Yang noted that it’s likely voters have never heard a politician talk about this. (Note: Outside of U.S. Senator Ben Sasse, R-Neb., Yang is the only other politician this writer has heard talk about this economic shift.)

He noted in 2016 he saw a trend between voting for Trump in areas where jobs were lost due to industrial automation and said the trends are only going to “pick up steam.”

“The technology is getting smarter, more capable, and faster in ways that we are not,” Yang noted.

“We have to start addressing the real challenges before us that are ripping holes in our economy. That have caused people to be pushed to the side,” he said.

Yang said immigrants are being scapegoated for problem they had nothing to do with.
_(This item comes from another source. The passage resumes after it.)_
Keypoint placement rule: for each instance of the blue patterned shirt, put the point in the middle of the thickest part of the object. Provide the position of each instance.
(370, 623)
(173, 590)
“When you go to a factory in Michigan you don’t find wall to wall immigrants doing work, what do you find? Wall to wall, robot arms and machines doing the work that people used to do,” he said.
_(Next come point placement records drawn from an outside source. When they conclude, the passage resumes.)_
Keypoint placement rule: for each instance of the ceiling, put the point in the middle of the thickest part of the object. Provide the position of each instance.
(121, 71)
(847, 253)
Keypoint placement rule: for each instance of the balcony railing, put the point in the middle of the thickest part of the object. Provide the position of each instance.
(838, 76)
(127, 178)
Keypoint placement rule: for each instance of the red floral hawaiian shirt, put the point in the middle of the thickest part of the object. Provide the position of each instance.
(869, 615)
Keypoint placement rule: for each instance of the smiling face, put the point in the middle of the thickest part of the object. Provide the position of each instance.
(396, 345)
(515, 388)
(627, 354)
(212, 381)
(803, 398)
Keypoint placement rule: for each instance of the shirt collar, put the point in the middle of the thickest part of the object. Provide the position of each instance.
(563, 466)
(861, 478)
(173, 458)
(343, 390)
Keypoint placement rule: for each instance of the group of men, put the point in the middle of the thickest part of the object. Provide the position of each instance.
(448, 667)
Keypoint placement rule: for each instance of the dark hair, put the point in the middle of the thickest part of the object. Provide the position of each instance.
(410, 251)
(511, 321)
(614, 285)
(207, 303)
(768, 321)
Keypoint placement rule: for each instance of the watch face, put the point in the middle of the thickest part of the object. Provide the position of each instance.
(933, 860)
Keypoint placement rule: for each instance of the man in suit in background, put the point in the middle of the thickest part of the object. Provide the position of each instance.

Yang pointed out that the federal government retraining programs have been ineffective with success rates between 0-15 percent and over half of the workers who lost their job didn’t return to the workforce with many unemployed going on disability. He then pointed out how the United States’ life expectancy declined three years in a row as a result of suicide and the opioid epidemic.

Yang said he is running because when he went to Washington, DC to address these problems one person talked to said nothing would be done because the town is full of followers, not leaders. He said that if Yang were to create a wave in other parts of the country and “bring that wave crashing down on our heads” something might be done.
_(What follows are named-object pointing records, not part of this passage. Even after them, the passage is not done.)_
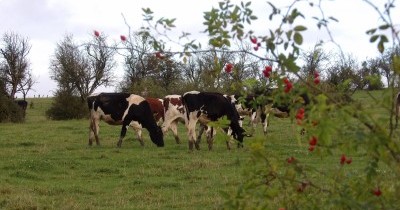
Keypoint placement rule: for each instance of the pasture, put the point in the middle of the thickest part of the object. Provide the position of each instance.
(47, 165)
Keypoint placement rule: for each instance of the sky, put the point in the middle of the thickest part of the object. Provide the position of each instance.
(46, 22)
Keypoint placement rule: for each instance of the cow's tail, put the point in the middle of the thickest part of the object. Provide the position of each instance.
(397, 106)
(184, 104)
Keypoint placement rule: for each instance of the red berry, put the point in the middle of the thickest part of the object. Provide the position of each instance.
(288, 87)
(290, 160)
(253, 40)
(313, 141)
(377, 192)
(311, 148)
(316, 81)
(228, 67)
(285, 80)
(342, 159)
(268, 69)
(159, 55)
(96, 33)
(266, 74)
(316, 74)
(300, 116)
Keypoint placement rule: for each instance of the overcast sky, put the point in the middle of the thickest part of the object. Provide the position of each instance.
(46, 22)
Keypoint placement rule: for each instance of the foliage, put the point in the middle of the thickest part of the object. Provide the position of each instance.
(9, 110)
(80, 71)
(67, 106)
(14, 64)
(333, 128)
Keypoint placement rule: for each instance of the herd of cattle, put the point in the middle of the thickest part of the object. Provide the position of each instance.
(158, 115)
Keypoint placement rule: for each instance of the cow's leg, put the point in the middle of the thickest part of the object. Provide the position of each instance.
(174, 129)
(228, 141)
(139, 136)
(191, 126)
(210, 137)
(94, 130)
(122, 135)
(138, 130)
(264, 120)
(253, 119)
(201, 131)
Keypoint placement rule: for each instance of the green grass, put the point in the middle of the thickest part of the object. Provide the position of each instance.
(48, 165)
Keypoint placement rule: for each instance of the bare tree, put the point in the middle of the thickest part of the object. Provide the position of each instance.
(26, 85)
(81, 72)
(101, 64)
(137, 62)
(15, 65)
(314, 60)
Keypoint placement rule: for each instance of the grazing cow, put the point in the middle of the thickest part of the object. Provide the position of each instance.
(250, 106)
(23, 105)
(156, 107)
(259, 106)
(122, 109)
(174, 112)
(209, 106)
“And I said, ‘challenge accepted,'” he added. He then told the audience that the wave is them and the wave is on Monday.

“The wave is our chance to rewrite the rules of our economy to start working for us and our people and not just these big companies that have been running our government for far too long,” Yang said.

Throughout his speech, Yang addressed additional ideas such as term limits for members of Congress, but said it shouldn’t impact current legislators so they would actually pass it. He also advocated “democracy dollars” giving every voter $100 to make a political donation to offset corporate political spending. He also called for the repeal of the Citizens United decision that allowed corporate spending in elections.

Yang also pitched his his famous “freedom dividend” that would provide Americans 18-years-older and up $1000 a month, pointing out the state of Alaska offers a similar dividend for their residents that is tied to oil profits from land leased from the state. He said a national program could possibly be funded from the corporate profit off of personal data that Americans currently see no return from.

He also discussed climate change, as well as, technical education pointing out that many college graduates are currently employed in a job they didn’t need a college degree to do.